Por que a energia continua sendo desperdiçada?
Apesar do cenário aparentemente favorável, especialistas destacam que o aumento da geração renovável não elimina os cortes realizados pelo Operador Nacional do Sistema Elétrico (ONS).
O principal motivo está no descompasso entre os horários de produção das usinas solares e o pico de consumo de energia no país. Enquanto a geração fotovoltaica atinge seu máximo durante o dia, a maior demanda ocorre no início da noite, quando a incidência solar praticamente desaparece.
Segundo Nivalde de Castro, coordenador-geral do Grupo de Estudos do Setor Elétrico (Gesel/UFRJ), esse desequilíbrio é consequência da rápida expansão da geração distribuída, especialmente da energia solar, sem que a infraestrutura acompanhasse esse crescimento.
“Isso ocorre diariamente: corta-se durante o dia de sol e acionam-se as termelétricas no entardecer, quando a demanda sobe e o sol desaparece”, afirma.
Nos últimos anos, a geração solar cresceu cerca de 44% em apenas um ano, adicionando uma grande quantidade de energia ao sistema. Entretanto, a expansão das linhas de transmissão e das soluções de armazenamento, como baterias em larga escala, não avançou na mesma velocidade.
Como consequência, parte da energia renovável, considerada a mais barata da matriz elétrica, acaba sendo descartada em determinados períodos do dia, enquanto usinas termelétricas, mais caras e mais poluentes, precisam ser acionadas durante o horário de pico.
Armazenamento ganha protagonismo
O cenário reforça a necessidade de investimentos em sistemas de armazenamento de energia (BESS – Battery Energy Storage Systems), considerados por especialistas uma das principais soluções para aumentar a flexibilidade da rede elétrica.

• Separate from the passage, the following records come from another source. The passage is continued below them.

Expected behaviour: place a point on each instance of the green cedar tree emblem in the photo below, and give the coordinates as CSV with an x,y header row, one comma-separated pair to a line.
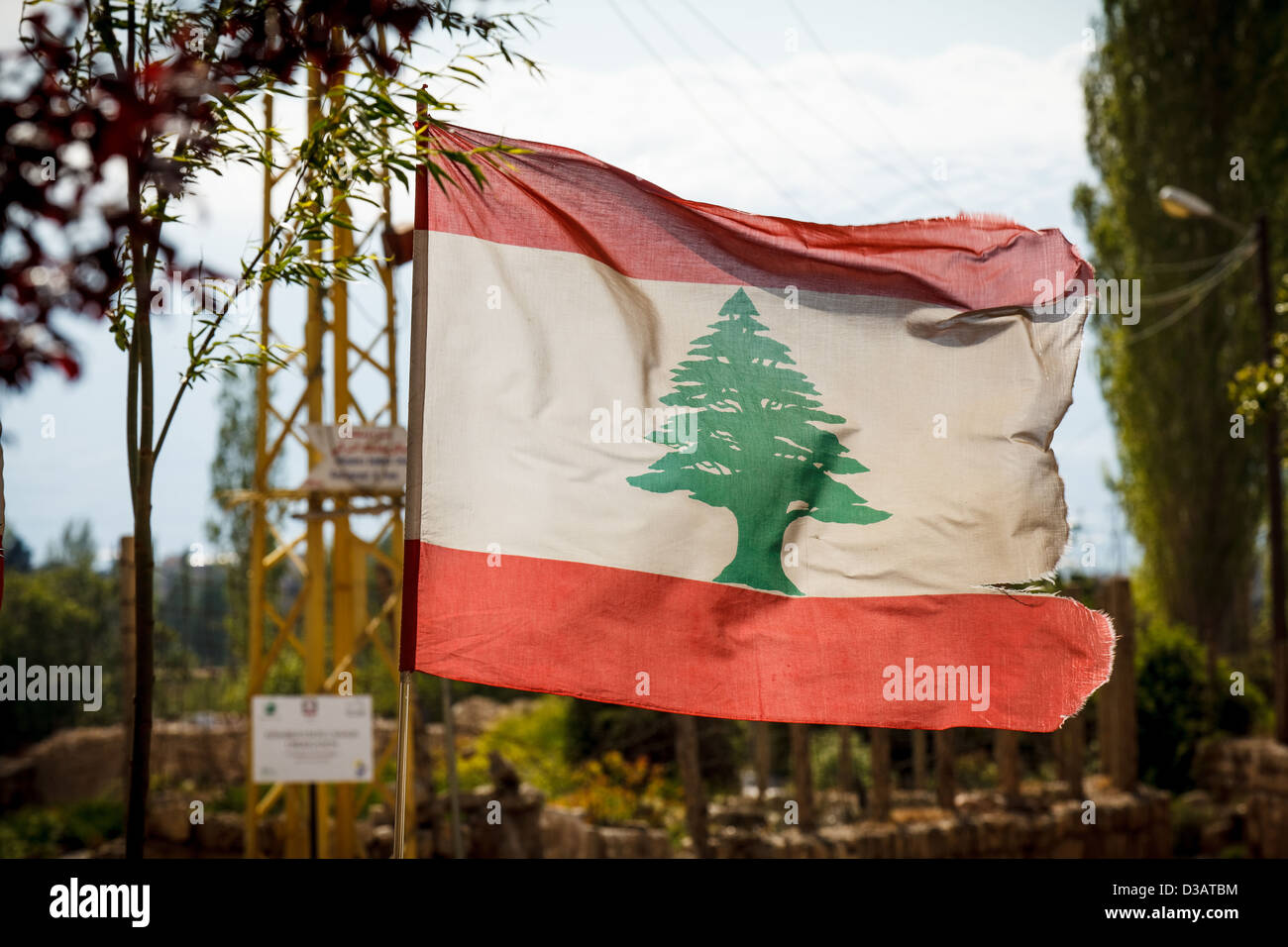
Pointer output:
x,y
750,445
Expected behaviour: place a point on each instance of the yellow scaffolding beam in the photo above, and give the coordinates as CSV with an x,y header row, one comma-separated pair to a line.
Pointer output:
x,y
334,615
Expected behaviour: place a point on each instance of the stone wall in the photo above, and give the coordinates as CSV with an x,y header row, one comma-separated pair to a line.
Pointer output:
x,y
1247,780
1127,826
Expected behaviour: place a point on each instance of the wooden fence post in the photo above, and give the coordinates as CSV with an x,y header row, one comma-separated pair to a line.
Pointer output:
x,y
1120,757
760,755
844,762
1006,753
918,759
945,776
803,776
691,776
125,577
880,795
1070,749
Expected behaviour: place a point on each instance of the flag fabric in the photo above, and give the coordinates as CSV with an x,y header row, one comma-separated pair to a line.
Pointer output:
x,y
678,457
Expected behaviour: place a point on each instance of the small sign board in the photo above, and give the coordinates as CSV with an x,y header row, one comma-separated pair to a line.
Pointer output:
x,y
310,738
361,459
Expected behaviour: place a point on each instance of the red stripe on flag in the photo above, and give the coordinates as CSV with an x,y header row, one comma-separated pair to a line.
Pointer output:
x,y
721,651
558,198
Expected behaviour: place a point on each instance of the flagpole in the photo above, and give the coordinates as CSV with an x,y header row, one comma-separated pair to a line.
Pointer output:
x,y
415,449
403,749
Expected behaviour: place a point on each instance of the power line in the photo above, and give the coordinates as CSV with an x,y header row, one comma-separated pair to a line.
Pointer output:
x,y
733,144
863,99
734,93
1197,291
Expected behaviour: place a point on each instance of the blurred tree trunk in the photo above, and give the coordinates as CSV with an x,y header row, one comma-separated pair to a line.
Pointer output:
x,y
803,776
691,776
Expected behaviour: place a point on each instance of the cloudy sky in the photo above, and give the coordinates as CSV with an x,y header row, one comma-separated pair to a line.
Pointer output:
x,y
818,110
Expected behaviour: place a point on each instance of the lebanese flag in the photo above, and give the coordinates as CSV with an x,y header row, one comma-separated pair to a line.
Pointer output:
x,y
677,457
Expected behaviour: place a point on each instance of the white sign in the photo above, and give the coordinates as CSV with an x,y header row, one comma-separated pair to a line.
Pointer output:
x,y
310,738
359,458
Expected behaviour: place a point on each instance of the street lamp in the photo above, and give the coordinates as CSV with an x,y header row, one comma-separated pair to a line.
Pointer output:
x,y
1181,204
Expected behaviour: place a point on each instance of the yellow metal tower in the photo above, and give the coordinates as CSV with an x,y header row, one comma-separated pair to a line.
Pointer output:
x,y
336,612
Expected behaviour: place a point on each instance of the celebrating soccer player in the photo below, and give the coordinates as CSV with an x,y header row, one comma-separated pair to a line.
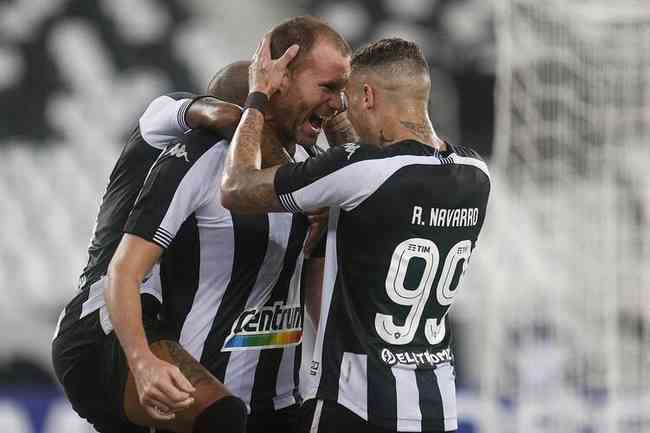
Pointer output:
x,y
406,212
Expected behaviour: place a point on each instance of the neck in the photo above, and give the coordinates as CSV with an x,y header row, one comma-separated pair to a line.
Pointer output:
x,y
410,125
273,145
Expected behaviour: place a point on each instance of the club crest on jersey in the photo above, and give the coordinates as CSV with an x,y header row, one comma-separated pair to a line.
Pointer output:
x,y
278,325
350,148
178,150
416,359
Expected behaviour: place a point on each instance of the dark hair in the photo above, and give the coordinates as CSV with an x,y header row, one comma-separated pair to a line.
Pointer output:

As baterias permitem armazenar o excedente gerado durante o dia e disponibilizá-lo justamente nos horários de maior consumo, reduzindo tanto o desperdício quanto a necessidade de despacho de termelétricas.
Além disso, a ampliação das redes de transmissão também é apontada como essencial para transportar a energia produzida nas regiões de maior geração renovável até os grandes centros consumidores.
Setor defende mudanças estruturais
A Associação Brasileira de Distribuidores de Energia Elétrica (Abradee) avalia que o problema também passa por uma reorganização do modelo regulatório do setor.
A entidade defende a revisão de políticas de subsídios que incentivaram a expansão acelerada de determinadas fontes de geração sem mecanismos suficientes de flexibilidade e armazenamento.
Segundo a associação, essa combinação vem provocando dificuldades operacionais e aumentando os custos repassados aos consumidores.
Transição energética exige infraestrutura
Embora o El Niño contribua para ampliar a produção de energia limpa no Brasil, especialistas avaliam que o fenômeno, por si só, não resolve os gargalos estruturais do sistema elétrico nacional.
Sem investimentos em transmissão, armazenamento e modernização da operação da rede, o país continuará enfrentando situações em que parte da energia renovável disponível será desperdiçada, enquanto fontes mais caras permanecem necessárias para garantir o abastecimento durante os horários de maior demanda.
O desafio, portanto, deixa de ser apenas gerar mais energia renovável e passa a ser garantir que toda essa produção possa ser aproveitada de forma eficiente, fortalecendo a segurança energética e reduzindo custos para consumidores e empresas.